Polymorphisms in Exon 13 of Angiotensin-Converting Enzyme Gene among Hypertensive Patients in Sudan


  •   R. T. Osman

  •   D. A. Hassan

  •   M. I. Elamin

  •   M. Elamin

  •   D. Mursi

  •   M. A. M. Salih


Background: The identification of the critical regions within angiotensin-converting enzyme (ACE) gene which predict hypertension and/or influence ACE activity would have significant implications for precision medicine. Studies investigating the association of ACE gene polymorphisms and the risk of developing hypertension have yielded inconsistent results.

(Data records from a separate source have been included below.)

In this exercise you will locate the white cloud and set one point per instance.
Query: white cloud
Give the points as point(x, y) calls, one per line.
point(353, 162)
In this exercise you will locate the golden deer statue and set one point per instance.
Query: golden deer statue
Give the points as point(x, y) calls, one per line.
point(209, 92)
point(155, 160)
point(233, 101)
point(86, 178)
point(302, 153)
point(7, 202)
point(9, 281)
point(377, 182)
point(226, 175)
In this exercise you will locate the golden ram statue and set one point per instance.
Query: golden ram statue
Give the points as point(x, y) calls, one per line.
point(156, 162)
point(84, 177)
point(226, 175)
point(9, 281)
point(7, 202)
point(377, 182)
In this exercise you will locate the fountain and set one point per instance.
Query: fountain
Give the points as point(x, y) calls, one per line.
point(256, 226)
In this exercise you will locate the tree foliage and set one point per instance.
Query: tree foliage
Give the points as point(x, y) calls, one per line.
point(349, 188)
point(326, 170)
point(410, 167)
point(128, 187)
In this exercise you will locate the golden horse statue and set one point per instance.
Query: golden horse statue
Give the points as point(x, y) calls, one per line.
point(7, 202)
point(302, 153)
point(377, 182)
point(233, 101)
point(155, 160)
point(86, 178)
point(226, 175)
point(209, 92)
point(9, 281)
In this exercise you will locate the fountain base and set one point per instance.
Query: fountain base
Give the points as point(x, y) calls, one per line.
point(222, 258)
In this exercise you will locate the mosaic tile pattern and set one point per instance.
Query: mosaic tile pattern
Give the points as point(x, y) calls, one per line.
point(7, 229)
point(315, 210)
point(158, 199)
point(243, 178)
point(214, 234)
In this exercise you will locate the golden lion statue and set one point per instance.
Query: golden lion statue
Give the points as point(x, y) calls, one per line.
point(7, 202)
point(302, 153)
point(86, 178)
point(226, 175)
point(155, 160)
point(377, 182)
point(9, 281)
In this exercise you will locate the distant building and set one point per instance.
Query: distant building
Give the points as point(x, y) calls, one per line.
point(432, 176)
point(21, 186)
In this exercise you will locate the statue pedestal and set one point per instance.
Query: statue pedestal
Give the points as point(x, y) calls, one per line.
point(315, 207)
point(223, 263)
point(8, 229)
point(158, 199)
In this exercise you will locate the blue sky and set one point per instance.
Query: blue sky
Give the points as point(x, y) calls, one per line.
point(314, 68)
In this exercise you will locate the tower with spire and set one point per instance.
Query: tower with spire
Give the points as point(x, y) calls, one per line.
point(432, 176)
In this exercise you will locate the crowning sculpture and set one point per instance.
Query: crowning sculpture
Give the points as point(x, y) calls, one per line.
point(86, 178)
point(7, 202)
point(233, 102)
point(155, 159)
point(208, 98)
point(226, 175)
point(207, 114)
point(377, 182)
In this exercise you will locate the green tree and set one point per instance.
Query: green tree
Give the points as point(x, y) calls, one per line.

Objective: The aim of the study is to identify single nucleotide polymorphisms (SNPs) or haplotype markers in exon 13 of ACE gene and their association with essential hypertension in a sample of Sudanese population.

Methods: Amplified fragments of 550bp across exon 13 of ACE gene were outsourced to the Macrogen Company, Seoul, South Korea for sequencing. Finch TV program was used to view the chromatogram. Gene sequences were translated into amino acid sequence, using GeneMark version 4.25. The structural effect of a point mutation in a protein sequence was analyzed using PROJECT HOPE online website. Linkage disequilibrium between polymorphic variants was determined using Haploview v4.2.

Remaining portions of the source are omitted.